The Scream, 1893 by Edvard Munch
Munch's The Scream is an icon of modern art, the Mona Lisa for our time. As Leonardo da Vinci evoked a Renaissance ideal of serenity and self-control, Munch defined how we see our own age - wracked with anxiety and uncertainty.
Essentially The Scream is autobiographical, an expressionistic construction based on Munch's actual experience of a scream piercing through nature while on a walk, after his two companions, seen in the background, had left him. Fitting the fact that the sound must have been heard at a time when his mind was in an abnormal state, Munch renders it in a style which if pushed to extremes can destroy human integrity. As previously noted, the flowing curves of art nouveau represent a subjective linear fusion imposed upon nature, whereby the multiplicity of particulars is unified into a totality of organic suggestion with feminine overtones. But man is part of nature, and absorption into such a totality liquidates the individual. Beginning at this time Munch included art nouveau elements in many pictures but usually only in a limited or modified way. Here, however, in depicting his own morbid experience, he has let go, and allowed the foreground figure to become distorted by the subjectivized flow of nature; the scream could be interpreted as expressing the agony of the obliteration of human personality by this unifying force. Significantly, although it was Munch himself who underwent the experience depicted, the protagonist bears no resemblance to him or anyone else. The creature in the foreground has been depersonalized and crushed into sexlessness or, if anything, stamped with a trace of the femininity of the world that has come close to assimilating it.
Several facts indicate Munch was aware of the danger of art of this sort for a neurotic humanist like himself. He soon abandoned the style and rarely if ever again subjected a foreground figure to this kind of radical and systematic distortion. At the top of another version of the subject (National Gallery, Oslo) he wrote: 'Can only have been painted by a madman.' He certainly had a horror of insanity, which had afflicted his sister Laura. Within the picture, he has set up a defense, in the form of the plunging perspective of the roadway and its fence, which preserves a rational world of three dimensions, holding at bay the swell of art nouveau curves. Safe in this rational world, the two men in the distance remain unequivocally masculine. In the foreground unified nature has come close to crossing the fence, close enough to distort the form and personality of the protagonist. But the fence still protects it from total absorption into subjective madness.
The Scream has been the target of several high-profile art thefts. In 1994, the version in the National Gallery was stolen. It was recovered several months later.

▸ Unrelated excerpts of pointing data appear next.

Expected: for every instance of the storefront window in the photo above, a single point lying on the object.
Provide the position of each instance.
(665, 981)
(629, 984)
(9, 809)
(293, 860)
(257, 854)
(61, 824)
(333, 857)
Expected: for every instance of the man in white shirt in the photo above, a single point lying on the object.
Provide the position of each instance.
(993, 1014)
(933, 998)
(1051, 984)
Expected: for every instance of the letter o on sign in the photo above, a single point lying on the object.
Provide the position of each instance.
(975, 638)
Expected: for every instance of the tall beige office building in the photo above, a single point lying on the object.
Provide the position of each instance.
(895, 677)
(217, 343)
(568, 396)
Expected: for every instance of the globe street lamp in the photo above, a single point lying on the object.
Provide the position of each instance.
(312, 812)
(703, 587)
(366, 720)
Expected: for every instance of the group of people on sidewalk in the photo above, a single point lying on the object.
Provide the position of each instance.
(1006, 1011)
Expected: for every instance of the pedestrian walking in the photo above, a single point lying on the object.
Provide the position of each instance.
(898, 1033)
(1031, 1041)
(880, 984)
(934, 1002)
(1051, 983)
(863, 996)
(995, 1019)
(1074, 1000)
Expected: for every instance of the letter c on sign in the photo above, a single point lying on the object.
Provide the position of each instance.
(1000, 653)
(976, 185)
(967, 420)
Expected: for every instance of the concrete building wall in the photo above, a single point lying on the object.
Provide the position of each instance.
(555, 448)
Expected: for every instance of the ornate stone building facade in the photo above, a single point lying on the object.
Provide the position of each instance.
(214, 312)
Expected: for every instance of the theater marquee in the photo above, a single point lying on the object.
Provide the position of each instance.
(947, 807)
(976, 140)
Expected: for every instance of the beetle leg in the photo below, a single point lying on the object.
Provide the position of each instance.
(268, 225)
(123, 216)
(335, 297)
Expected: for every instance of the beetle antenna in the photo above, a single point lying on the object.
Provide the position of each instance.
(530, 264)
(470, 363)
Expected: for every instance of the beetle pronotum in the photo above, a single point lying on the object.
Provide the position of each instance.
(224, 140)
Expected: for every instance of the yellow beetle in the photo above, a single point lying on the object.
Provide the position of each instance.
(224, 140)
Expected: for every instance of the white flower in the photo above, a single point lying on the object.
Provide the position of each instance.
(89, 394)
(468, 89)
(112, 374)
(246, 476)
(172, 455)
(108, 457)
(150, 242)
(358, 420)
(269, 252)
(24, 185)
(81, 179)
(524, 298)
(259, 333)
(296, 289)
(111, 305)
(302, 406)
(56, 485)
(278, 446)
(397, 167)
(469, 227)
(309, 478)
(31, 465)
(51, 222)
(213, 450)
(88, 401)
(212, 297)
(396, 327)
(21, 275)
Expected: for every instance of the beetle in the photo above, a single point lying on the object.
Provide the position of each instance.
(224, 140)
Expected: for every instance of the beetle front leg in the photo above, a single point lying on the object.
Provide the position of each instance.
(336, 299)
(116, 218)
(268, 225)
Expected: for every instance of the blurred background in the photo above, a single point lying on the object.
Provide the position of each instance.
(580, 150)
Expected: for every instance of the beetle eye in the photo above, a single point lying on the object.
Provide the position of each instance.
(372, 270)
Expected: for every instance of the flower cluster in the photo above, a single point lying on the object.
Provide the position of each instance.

The 1895 pastel-on-board version of the painting was sold at Sotheby's for a record US$120 million at auction on 2 May 2012. The previous record for the most expensive work of art sold at auction had been held by Nude, Green Leaves and Bust by Picasso, which went for US$106.5 million at Christie's two years prior on 4 May 2010. When accounting for inflation, the highest price paid for art at an auction is still held by Portrait of Dr. Gachet by Vincent van Gogh, which sold for $82.5 million in 1990, or about $151 million 2012 dollars. There have been reports that The Card Players, by Paul Cezanne, sold privately for $250m in 2011.